Corporate Japan is changing. When the corporate governance code was introduced in Japan in 2014, companies scrambled to find independent directors to put on the board and were more concerned with complying with the letter rather than the spirit of the law.
However, over the ensuing years, the quality of directors has improved significantly and companies have taken the opportunity to improve the functioning of the board by having it take more of an oversight role and focus on strategy rather than operational issues.
One aspect of the corporate governance code is the need to justify cross-shareholdings.

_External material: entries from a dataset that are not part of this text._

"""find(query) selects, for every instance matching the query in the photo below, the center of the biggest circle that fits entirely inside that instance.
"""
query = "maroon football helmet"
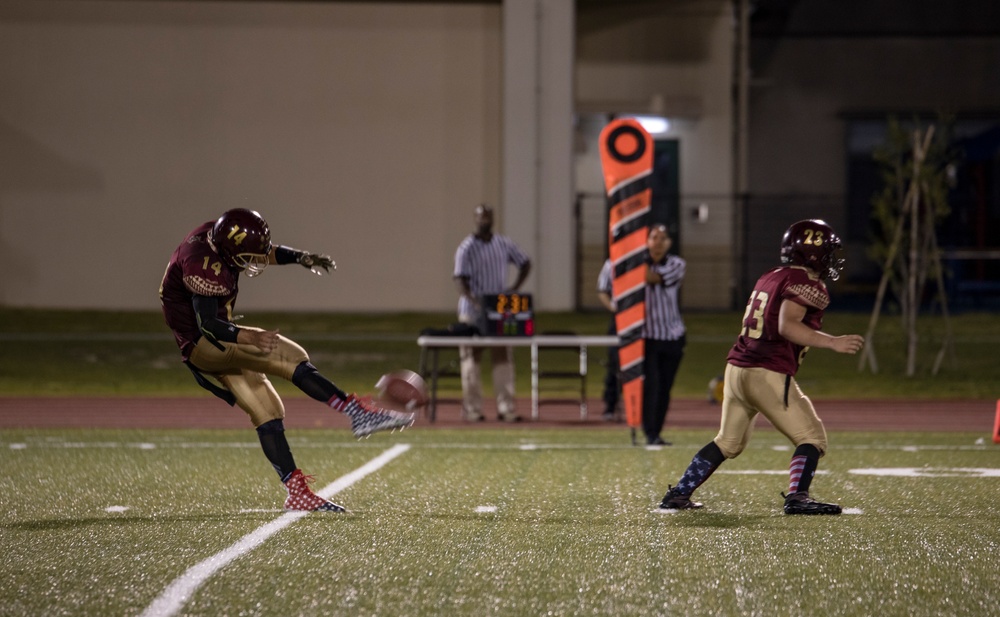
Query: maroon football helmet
(243, 240)
(813, 244)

The unwinding of cross-shareholdings started during the Japanese financial crisis in the early 2000s, but was running out of steam before the code was introduced.
It has given renewed impetus to the unwinding, particularly given that the latest version of the code is even stricter on this point.
At the same time, the code has emboldened activists to challenge companies which are seen as being inefficient from a balance sheet perspective.
The stewardship code, which was introduced in 2013, means Japanese institutional investors can no longer ignore the activists entirely.
And we have seen some interesting examples of companies taking a more robust approach with other listed companies.
For example, Itochu, the trading house, raised its stake in Descente, a sportswear manufacturer from 30% to 40% in a hostile move and then forced out the board because it felt that Descente's management was underperforming.
Yahoo Japan forced out the CEO of Askul, a company in which it owned a 45% stake, because it was dissatisfied with the company's deteriorating business.
And the shareholders in Japanese bathroom equipment company Lixil, led by Marathon Asset Management, forced the CEO, who was from the founding family, to resign, when he failed to secure sufficient votes at the shareholders' meeting.
Perhaps corporate Japan is the one leopard who can change its spots.